In 1776, Scottish economist Adam Smith called for an economy where people could engage in trade with citizens of other countries free from protectionist restraints imposed by government. Two-plus centuries later, the debate about the virtues and defects of his vision goes on. The issue is particularly complicated when discussing free trade between developed countries and those in the developing world: The latter often lack the leverage to negotiate successfully under free-market conditions as they generate less than 1 percent of global trade flows. However, for many people in developing countries free trade represents their only opportunity to emerge from poverty.
Goods Become Affordable
By providing developing countries with access to affordable goods, free trade improves the overall standard of living of the population. "Opening up the Jamaican milk market to U.S. imports in 1992 may have hurt local dairy farmers...", Nobel laureate Joseph Stiglitz said in his book "Globalization and its Discontents," "but . . . it also meant poor children could get milk more cheaply." Regarding lost jobs (usually regained in other sectors of the economy), the World Trade Organization says: "The right way to alleviate their hardship is through social safety nets and job retraining rather than by abandoning reforms that benefit most people."
Jobs Are Created
When goods can be moved across borders at little or no cost, they can be produced in the place where most efficient production is achieved. Because of the low cost of labor, this results in a migration of labor-intensive industries toward developing countries. "People in the West may regard low-paying jobs at Nike as exploitation, but for many people in the developing worlds, working in a factory is a far better option than staying down on the farm and growing rice," Stiglitz wrote.

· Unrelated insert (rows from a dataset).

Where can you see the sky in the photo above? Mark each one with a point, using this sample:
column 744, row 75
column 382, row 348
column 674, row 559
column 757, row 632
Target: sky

Natural Resources Are Harnessed
Many developing countries have access to vast reserves of natural resources and raw materials, but lack the capital required to exploit them. Peruvian President Alan Garcia said in an editorial in El Comercio, the rich resources of the Peruvian jungle are being wasted because of a lack of capital. "There are millions of hectares of timber lying idle, another millions of hectares that communities and associations have not and will not cultivate, hundreds of mineral deposits that are not dug up," said Garcia, who called for private and foreign investment to tap those unused natural resources.
Trade Is More Valuable than War
Daniel Griswold, director of the Center for Trade Policy Studies at the Cato Institute in Washington, argues that growing commercial ties between nations has a dampening effect on armed conflict. Freedom to trade leads to people getting in contact with one another, encouraging democracy. As national economies become more integrated, the cost of war increases as trade and investment are scared away. In a globalized world, the most valuable assets are intellectual property, financial assets and human capital . . . and those cannot be seized by armies, making trade more valuable than war.